The POWDER team in Salt Lake City, Utah, one of our selected PAWR wireless testbeds, just deployed its first software defined radio node on the Merrill Engineering Building located on the University of Utah campus.
It may be a first step that only an engineer (or engineer at heart) could appreciate, but the installation of the first physical component of this new wireless research testbed has vast implications. For the wireless industry. For academics. For smart communities in the making, and all of us who live in them.
Remaining nodes for the pilot phase of the project are scheduled for installation by the end of January.
Fig 1. National Instruments X310 software defined radio node @ Merrill Engineering Building @ University of Utah Campus
The purpose of the wireless testbed is to create a city-scale living laboratory that will let researchers not only test new wireless technologies, but also applications and services that could run on top of advanced networks in the future. The POWDER team is putting in place physical infrastructure that won’t exist anywhere else, and yet researchers from anywhere will eventually be able to tap into this resource both on site and (someday) through virtual access channels.
In the near term, the POWDER platform will be used to build new test networks with existing technologies, like 4G cellular communications, and up-and-coming ones, like 5G and massive MIMO arrays. Or, researchers may invent new protocols, designing innovative networks from the ground up.
Over the longer term, researchers will run experiments with novel devices and applications in virtual network environments. This could be the be the birthplace of new wearable technology, or critical infrastructure management systems, or virtual reality models.

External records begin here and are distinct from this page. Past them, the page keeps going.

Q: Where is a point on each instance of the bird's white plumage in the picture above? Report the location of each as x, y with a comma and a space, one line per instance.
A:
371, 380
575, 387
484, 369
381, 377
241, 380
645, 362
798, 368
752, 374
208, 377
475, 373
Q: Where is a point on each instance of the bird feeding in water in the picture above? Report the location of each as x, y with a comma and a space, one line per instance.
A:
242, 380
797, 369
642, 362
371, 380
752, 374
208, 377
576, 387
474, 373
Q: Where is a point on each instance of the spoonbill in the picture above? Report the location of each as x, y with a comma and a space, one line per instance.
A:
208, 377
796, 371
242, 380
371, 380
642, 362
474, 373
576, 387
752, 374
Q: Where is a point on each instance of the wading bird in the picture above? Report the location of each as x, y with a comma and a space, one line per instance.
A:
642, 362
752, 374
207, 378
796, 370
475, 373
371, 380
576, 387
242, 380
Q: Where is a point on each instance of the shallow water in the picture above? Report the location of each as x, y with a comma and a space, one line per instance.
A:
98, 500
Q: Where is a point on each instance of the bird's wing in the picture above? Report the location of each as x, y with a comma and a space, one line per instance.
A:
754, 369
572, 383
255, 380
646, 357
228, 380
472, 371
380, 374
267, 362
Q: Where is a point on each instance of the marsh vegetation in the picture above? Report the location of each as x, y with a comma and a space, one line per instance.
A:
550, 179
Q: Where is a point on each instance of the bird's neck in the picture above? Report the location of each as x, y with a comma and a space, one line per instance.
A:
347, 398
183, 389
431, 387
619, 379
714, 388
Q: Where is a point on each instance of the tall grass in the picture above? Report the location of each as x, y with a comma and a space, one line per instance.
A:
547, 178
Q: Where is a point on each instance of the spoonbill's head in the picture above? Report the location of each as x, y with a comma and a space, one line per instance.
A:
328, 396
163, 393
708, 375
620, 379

For the pilot phase of the POWDER deployment, there will be four fixed nodes installed on the University of Utah campus including one massive MIMO endpoint. Each fixed node will have two software defined radios available for research purposes and a third SDR for spectrum monitoring. Expanded campus and residential network deployment will continue later in the year, with downtown deployment beginning in 2020 and extending into 2021.
Want to dive in deeper? Read this article in Light Reading on how the POWDER team is working with the Open Network Automation Platform (ONAP) project.

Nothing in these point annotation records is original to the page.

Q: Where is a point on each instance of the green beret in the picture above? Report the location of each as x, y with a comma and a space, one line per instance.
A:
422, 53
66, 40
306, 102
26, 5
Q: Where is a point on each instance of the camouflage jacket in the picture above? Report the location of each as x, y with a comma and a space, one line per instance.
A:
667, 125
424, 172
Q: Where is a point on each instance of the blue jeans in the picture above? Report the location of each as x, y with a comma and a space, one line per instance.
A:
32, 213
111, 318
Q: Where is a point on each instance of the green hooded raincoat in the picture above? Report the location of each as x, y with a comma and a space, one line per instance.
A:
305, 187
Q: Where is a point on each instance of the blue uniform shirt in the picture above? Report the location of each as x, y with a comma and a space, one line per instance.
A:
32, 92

The team also recently participated in the ETSI and the OpenAirInterface Software Alliance (OSA) event to demonstrate the features and functionality of the platform available for 5G standardization and implementation communities. Presentations from that event are also available online.
NOTE: POWDER is part of the Platforms for Advanced Wireless Research (PAWR) program, launched by US Ignite and funded by National Science Foundation (NSF) and the PAWR Industry Consortium representing 28 of the nation’s leading companies and associations in wireless. The PAWR Project Office (PPO) oversees the research platforms and is co-led by US Ignite and Northeastern University.